Why Not Cook?

Long time readers of my much-reduced Twitter feed will remember the constant deluge of food photographs I once posted there in the evenings. It was a catalogue of food I was cooking at the time, a mixture of whim and the limitations of my own refrigerator.

Truth be told, it was fun — but I’d stopped posting it to the public some time ago. Things were heating up in pundit-land, and it seemed odd, to say the least, to be posting about food at the same time I was also writing about national security issues and arguing with people about the minutae of news coverage.

That time has passed, however. I’m settling into my new job, and I’m actually cooking even more than I did before. So it struck me: why not scratch the “itch” I still have to keep writing by cataloguing the food I make? Food blogs are one of the great indulgences of the Internet, and one of the only types of blogs I have bothered to read in recent years.

I will make one promise, too: the photography will be blah. I do not own a fancy camera (at the best, I have a mid-range point and shoot I’ve used on research trips), and around 99% of all my food photographs are hastily-snapped on my phone after I’m done cooking. I don’t have the patience for staging or for only doing this during the day when the lighting is just so.

So with that apology out of the way, I want to explain how to make an onion soup.


The most important thing for onion soup is patience.

And I just don’t mean waiting around for the onions to brown — there’s a trick to that as well. But the patience to actually follow the recipe properly, to ignore the Julia Child-esque pleas for beef stock, to work in small batches, and then to let it simmer long enough for the stock to reduce slightly. Proper onion soup doesn’t need beef flavor, and this has the bonus of being vegetarian if you care about that.

I took a Jaques Pepin recipe for this soup, as told to David Tanis in a recent article. I didn’t quite follow it exactly, and it showed: I wasn’t quite patient enough, and the flavors did not develop sufficiently. Furthermore, I do not suggest cooking the onions at as high a heat as Pepin says; I tried that and the onions overcooked. In addition, I made this into a smaller batch — I don’t need to serve six people at a time with soup, so I cut it down to serve four very nicely.
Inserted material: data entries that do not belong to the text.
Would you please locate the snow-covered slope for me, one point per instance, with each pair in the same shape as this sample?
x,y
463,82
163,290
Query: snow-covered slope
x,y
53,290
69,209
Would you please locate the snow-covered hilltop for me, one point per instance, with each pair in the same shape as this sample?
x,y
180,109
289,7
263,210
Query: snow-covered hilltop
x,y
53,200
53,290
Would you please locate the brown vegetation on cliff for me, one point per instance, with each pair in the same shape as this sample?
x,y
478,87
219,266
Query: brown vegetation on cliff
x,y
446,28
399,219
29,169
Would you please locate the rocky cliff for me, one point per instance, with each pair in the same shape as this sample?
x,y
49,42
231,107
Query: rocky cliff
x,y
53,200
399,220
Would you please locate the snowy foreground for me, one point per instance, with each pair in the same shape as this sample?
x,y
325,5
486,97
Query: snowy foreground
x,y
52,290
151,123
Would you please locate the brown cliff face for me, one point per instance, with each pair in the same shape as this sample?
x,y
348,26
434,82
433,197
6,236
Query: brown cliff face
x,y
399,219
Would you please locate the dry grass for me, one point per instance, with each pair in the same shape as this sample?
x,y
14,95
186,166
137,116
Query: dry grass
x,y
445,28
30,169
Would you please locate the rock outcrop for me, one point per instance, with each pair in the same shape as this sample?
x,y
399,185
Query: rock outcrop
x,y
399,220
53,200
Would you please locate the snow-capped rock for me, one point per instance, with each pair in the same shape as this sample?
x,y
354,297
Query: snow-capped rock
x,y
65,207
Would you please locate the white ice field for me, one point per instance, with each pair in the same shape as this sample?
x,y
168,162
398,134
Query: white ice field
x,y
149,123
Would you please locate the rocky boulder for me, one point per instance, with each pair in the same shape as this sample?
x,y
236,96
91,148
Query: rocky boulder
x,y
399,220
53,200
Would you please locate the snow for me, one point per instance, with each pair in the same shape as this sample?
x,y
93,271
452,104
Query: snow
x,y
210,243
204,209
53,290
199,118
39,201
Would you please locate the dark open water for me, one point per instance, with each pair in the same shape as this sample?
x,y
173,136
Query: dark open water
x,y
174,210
You need to cook the onions in very small batches, with lots of room in the pan for them to move around. In the traditional recipe, you dump all of them into a pot and stir them around on low for like an hour. This is a bit ridiculous; you can accomplish the same thing in two pans over higher heat, in batches, and in far less time overall.

Olive oil
3 large red onions
Salt and pepper
1 cup dry red wine
2 bay leaves
1 tablespoon dried thyme
1 tablespoon chopped sage
8 garlic cloves
2 tablespoons brandy
Bread, for the toasts
4 ounces gruyère or comté

Prepare the onions: slice each in half longitudinally through the root and peel the skins. Chop two thin slices from each end (the root and the blossom). Cut crosswise into thin slices, about one-eighth of an inch thick. Heat two non-stick frying pans over medium heat and add a good glug of olive oil to each. put a handful of sliced onions into each and season with a small dash of salt and pepper. Stir them every minute or so until they’re a dark brown. Scrape the caramelized onions into a soup pot, then deglaze the pans with a splash of water and use a wooden spoon to scrape up any brown bits. pour everything into the soup pot. Repeat with the oil and more onions.

Work slowly. It will take around twenty-five to thirty minutes to brown all the onions. Once they’re done, there should be a pile of caramelized onions and water in the pot. Roughly chop the eight cloves of garlic to less than one-half inch of size, and add them to the pot. Put the pot over high heat and boil for five minutes. With the heat on high, add the wine plus the dried thyme, sage, and bay leaves. Add around a quart of water, a teaspoon of brown sugar, and a teaspoon of salt. Bring it back to a boil, then reduce to a simmer and cook for forty-five minutes.

Kill the heat, then taste the soup. Make sure it has the right mixture of salt, pepper, and sweetness both from the onions and the sugar. Adjust so it tastes deep, for lack of a better word. It should be a strong, yet pleasant onion flavor with just enough salt to taste savory without tasting salty (many recipes over-salt their stocks). At this stage, you can cool down the soup and store it, tightly sealed in the refrigerator, for a few days if you need to.

When you’re ready to serve, turn on the broiler to high. Grate the cheese and toss with a teaspoon of pepper. Slice a few pieces of bread — enough to cover the top of whatever soup bowl, ramekin, or cup you’re using to serve. Toast the bread briefly under the broiler, maybe sixty seconds per side. Remove from the broiler, then pile each toast with the cheese to fully cover the top — you want it to be in serious danger of dribbling down the side (and if it actually does so in the broiler, even better). Place the cheese-topped toasts back under the broiler for about ninety seconds or so, until they’re bubbly and starting to brown.

Add two glugs of brandy to the soup (around two tablespoons). Ladle the soup into your serving vessel, then top with the cheesy toasts.

Eat at once, though if you wait for the bread to soak up the onion stock and become soggy it’s also delicious.